Maximum Sustain Yield is a theory that maintains that if you allow the correct salmon escapement numbers into your river you will have a consistent high return of that specie of salmon. Biologists' must determine the maximum escapement number, and then attempt to kill the surplus salmon with extra harvest opportunities to the various user groups. Problem: when you leave millions of feet of gillnet in the east-side of the Central District of Cook Inlet for continuous days of commercial fishing you will overharvest king and silver salmon bound for the Kenai and Kasilof rivers. The last few decades has placed the Kenai and Kasilof late-run king salmon and our early-run silver salmon under the Minimum Sustain Yield program.
Our Cook Inlet salmon fishery collapsed in the early 1960s due to over-fishing by commercial fisheries. Limited Entry and the 200 Mile Limit in the 1970s helped to facilitate a return of our salmon fisheries in 1976. In the 1980's ADF&G started allowing "emergency fishing periods" to control the surplus red salmon; the use of nearly continuous commercial fishing periods from mid July into the first week of August became standard procedure. The use of back-to-back commercial fishing periods decimated our healthy late-run king and early-run silver salmon bound for the Kenai and Kasilof rivers; you then couple that mismanagement practice to a king salmon sonar unit with bogus data, and a nonexistent silver salmon escapement plan and you have a recipe for a fisheries disaster.

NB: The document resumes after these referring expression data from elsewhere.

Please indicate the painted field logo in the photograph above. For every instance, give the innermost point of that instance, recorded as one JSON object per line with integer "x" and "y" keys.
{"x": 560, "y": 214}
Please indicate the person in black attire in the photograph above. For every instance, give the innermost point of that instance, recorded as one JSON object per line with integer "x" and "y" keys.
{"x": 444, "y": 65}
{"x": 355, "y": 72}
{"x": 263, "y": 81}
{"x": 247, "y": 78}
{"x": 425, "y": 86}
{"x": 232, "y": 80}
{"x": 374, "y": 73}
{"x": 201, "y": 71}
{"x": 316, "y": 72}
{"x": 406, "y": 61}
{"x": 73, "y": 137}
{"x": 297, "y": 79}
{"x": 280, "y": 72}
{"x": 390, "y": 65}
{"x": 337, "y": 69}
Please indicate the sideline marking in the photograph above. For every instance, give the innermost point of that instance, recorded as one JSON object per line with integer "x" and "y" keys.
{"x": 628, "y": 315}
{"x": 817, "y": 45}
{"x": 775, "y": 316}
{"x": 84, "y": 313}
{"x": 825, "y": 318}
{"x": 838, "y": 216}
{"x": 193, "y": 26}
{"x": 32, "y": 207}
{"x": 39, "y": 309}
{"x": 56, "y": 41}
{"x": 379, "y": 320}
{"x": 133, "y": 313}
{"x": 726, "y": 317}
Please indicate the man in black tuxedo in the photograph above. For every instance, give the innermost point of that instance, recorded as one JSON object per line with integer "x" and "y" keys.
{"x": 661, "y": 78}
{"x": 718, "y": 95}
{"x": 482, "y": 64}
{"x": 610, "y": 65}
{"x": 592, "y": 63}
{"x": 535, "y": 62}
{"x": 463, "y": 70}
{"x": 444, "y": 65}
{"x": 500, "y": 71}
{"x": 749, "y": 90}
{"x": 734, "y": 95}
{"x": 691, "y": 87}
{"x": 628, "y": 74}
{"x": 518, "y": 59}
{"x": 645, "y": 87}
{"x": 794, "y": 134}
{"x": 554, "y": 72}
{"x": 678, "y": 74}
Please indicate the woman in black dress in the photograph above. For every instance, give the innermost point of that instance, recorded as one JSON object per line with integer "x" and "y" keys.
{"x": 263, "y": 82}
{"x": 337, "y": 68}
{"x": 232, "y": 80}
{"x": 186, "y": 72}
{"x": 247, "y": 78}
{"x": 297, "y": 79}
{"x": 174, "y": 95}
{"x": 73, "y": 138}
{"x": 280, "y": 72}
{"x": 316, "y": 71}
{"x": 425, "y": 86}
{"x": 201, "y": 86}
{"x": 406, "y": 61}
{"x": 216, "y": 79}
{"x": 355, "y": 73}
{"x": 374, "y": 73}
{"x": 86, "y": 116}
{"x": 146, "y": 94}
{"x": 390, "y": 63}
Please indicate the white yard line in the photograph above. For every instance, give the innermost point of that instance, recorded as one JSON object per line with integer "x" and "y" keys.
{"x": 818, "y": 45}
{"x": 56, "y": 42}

In recent years, Southcentral and Southwestern Alaska has experienced some very low returns for king salmon; it has become apparent that the answer to this problem lies in the saltwater. We have learned that the Pollack trawlers have for decades been catching huge amounts of king salmon in Alaskan waters as an accidental harvest (which they cannot legally sell). For example: In 2007 the pollock trawlers took 120,000 king salmon in the Bering Sea; in 2010 they took 54,000 in the Gulf of Alaska. The removal of hundreds of thousands of king salmon by these trawlers has resulted in king salmon closures in the Yukon, Nushagak, Karluk, Deshka, and the Kenai rivers. ADF&G maintains that one-third of the upper Cook Inlet king salmon streams have not met minimum escapement goals in the last decade.
I am aware of the mismanagement of our salmon fisheries because I have been a professional Kenai river fishing guide for over 30 years. There is a reason why anglers have spent millions of dollars in our local economy while pursuing one of the largest genetic strains of king salmon in the world; our disrespect for these giant salmon can be likened to cutting down redwood trees for firewood.
So I would encourage you Alaskans who believe all is well with our salmon fisheries to enjoy your pollock fish sticks and your canned red salmon. You are not going to see many king and silver salmon in the Kenai and Kasilof rivers until you allow them to enter their ancestral spawning grounds.